A few weeks ago my son spotted and snapped a photo of a Jersey Tiger moth on the side of our house. It was the first time we’d ever heard or seen one.
Butterfly Conservation list the Jersey Tiger Moth (Euplagia quadripunctaria) as nationally rare, but established along in the southern counties of England. It is not that common north of London, but it is increasing its foothold. Well, it has definitely reached Cambridgeshire! We’ve been seeing it (them?) intermittently over the last four weeks.
It’s a beautiful day (and night) flying moth from the Arctiid family, with a large wing span (52-65mm). Crucially for me, when it spreads its wings, it flashes such a bright orange. I keep thinking that it is a Painted Lady butterfly when I spot it, but it is even brighter. It is mesmerising and hard to miss …
until you turn your back on it to get a camera or phone. Then it’s gone in seconds.
So it has taken me a while to actually get a photo, particularly one showing those flashes of amber. Today I looked out of the kitchen window and saw it flitting about …
And then I watched it settle on our potted Abelia,
where it lingered for some time, enjoying a drink …

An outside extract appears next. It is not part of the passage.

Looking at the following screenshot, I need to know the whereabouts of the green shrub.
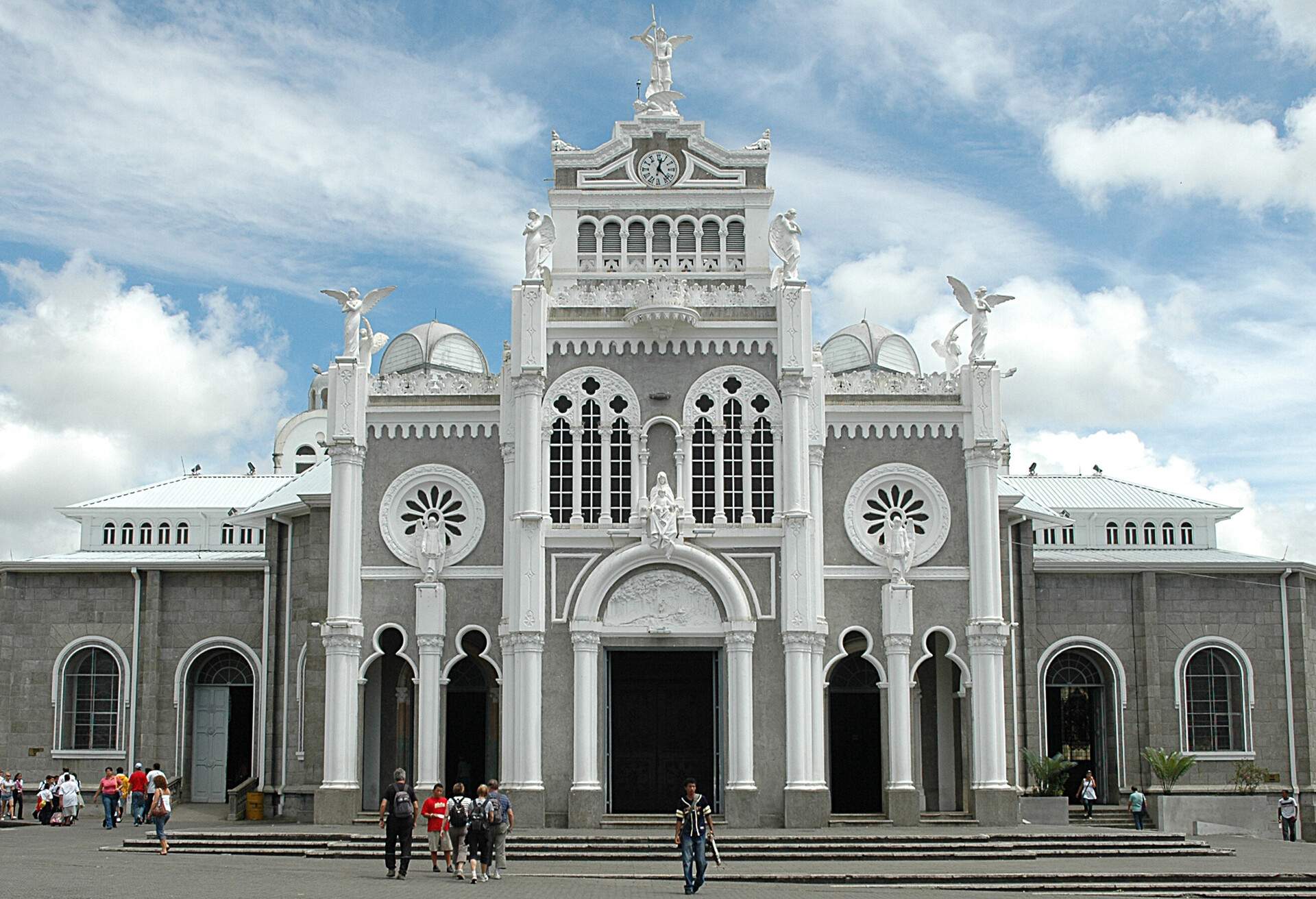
[1229,758,1270,792]
[1023,746,1077,796]
[1143,746,1197,792]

and skipping from flower to flower.
Never quite opening those wings, but showing tantalising hints
Then it flew up and away and I managed this frustrating shot:
If only I’d been faster!
Now I’ve been reading up about its hairy offspring. It sounds like a good thing our garden has ‘wild’ patches, full of ground ivy, white dead-nettle, brambles and nettles as these are named food plants for the caterpillars.
So we are ready with food and drink. Jersey Tiger moths can establish a colony in our patch any time they want!